As soon as the dumps were available I tried to run the stats. It turned out that the database had already been changed even before mediawiki 1.5. Lots of archive data had been moved to another database for which no dump was available at all!! And priorities were such it was not to be expected soon. If someone bothered at all to announce that publicly, e.g. on wikitech, I missed it, but it would not have changed much, expect saving me time on finding this out myself.
Then mediawiki 1.5 upgrade occurred which brought a completely new database scheme. After a while Brion announced he would produce new dumps in xml format, which would simplify things a lot. (It does)
So I waited for that. The new dumps came about mid July when I had started to prepare for two Wikimania presentations. A week after Wikimania I started to work on updating the scripts.
The new xml dump format makes things much simpler (and hopefully more consistent), yet because I want to keep the script backwards compatible for other mediawiki installations that use it, at least for a while, it was not so simple to add code for the new dumps after all.

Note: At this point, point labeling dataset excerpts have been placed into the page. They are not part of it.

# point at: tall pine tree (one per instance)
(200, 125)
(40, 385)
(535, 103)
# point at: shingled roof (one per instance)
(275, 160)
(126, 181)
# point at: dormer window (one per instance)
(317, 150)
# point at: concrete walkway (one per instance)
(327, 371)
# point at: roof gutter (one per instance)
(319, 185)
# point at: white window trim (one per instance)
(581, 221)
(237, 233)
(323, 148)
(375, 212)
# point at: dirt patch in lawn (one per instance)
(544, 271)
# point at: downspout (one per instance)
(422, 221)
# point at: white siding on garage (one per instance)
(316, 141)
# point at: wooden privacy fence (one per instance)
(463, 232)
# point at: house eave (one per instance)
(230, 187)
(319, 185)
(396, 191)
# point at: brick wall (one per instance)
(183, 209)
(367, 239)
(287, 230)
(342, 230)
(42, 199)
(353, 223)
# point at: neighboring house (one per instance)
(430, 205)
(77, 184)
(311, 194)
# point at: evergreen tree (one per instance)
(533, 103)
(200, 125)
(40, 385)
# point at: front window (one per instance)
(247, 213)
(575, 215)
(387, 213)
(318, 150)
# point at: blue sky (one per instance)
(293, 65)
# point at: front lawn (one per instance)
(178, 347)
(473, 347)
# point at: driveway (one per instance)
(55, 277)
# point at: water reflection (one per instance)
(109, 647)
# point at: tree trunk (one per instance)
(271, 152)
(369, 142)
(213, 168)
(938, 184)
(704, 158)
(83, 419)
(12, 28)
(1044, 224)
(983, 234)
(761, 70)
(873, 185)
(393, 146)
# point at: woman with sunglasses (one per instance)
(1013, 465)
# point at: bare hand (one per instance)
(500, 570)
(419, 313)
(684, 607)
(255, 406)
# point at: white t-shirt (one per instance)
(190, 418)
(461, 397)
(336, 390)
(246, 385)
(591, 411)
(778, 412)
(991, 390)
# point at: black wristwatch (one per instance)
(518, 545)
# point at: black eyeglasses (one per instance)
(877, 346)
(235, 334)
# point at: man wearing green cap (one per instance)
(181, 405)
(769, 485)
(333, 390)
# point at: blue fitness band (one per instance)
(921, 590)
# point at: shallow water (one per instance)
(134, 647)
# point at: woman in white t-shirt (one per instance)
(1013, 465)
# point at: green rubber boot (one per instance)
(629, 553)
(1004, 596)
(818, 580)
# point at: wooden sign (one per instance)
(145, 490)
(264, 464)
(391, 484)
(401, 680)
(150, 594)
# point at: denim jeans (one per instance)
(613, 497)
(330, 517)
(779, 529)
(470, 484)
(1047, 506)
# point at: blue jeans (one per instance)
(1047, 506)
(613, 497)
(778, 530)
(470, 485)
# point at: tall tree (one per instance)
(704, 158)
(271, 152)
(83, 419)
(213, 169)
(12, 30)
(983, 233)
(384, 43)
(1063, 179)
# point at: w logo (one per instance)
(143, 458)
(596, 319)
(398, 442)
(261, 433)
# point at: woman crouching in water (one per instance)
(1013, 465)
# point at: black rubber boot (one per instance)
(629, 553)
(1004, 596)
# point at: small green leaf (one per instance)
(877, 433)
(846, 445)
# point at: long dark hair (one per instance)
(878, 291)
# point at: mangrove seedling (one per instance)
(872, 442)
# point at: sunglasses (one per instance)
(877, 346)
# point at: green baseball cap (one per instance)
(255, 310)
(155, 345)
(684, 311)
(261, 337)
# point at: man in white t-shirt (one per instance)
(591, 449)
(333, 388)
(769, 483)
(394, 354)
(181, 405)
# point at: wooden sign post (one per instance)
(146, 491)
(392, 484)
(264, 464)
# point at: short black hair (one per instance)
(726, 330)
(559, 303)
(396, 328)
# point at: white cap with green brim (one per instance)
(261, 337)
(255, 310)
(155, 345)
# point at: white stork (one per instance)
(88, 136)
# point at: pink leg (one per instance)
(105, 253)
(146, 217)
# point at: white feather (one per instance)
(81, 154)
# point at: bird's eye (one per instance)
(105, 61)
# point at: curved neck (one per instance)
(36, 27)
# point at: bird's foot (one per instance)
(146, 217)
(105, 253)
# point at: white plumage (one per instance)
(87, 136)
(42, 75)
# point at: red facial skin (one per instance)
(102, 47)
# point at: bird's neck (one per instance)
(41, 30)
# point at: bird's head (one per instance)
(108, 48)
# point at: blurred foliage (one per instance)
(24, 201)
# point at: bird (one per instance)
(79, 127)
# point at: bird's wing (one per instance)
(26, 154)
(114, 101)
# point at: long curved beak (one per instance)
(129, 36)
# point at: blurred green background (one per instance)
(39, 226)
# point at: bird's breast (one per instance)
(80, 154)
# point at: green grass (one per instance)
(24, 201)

Let me tell you that the scripts are not exactly trivial. They contain many thousands of line of perl code. Partly because old sql dumps became nearly impossible to parse offline, but I got it working, within space constraints. Partly because they do much more than simple counting, e.g. timelines overview, category trees, wikibooks indexes, they have to process data in a certain sequence for that, and also bother to present data somewhat differently for each project.
So considering I could only start on this >> two weeks ago << I'm making fair progress.
By the way, many people would like to see for more frequent dumps. I also still do not know why dumps are not produced more often, but trust there will be a good reason, probably performance. There is no fixed schedule at all, one waits, people start asking for a new dump, often get no answer, and finally it arrives, more or less once a month these days.
Erik Zachte
Erik Zachte wrote:
So I waited for that. The new dumps came about mid July when I had started to prepare for two Wikimania presentations. A week after Wikimania I started to work on updating the scripts.
Great! Looking forward to them.
By the way, many people would like to see for more frequent dumps. I also still do not know why dumps are not produced more often, but trust there will be a good reason, probably performance. There is no fixed schedule at all, one waits, people start asking for a new dump, often get no answer, and finally it arrives, more or less once a month these days.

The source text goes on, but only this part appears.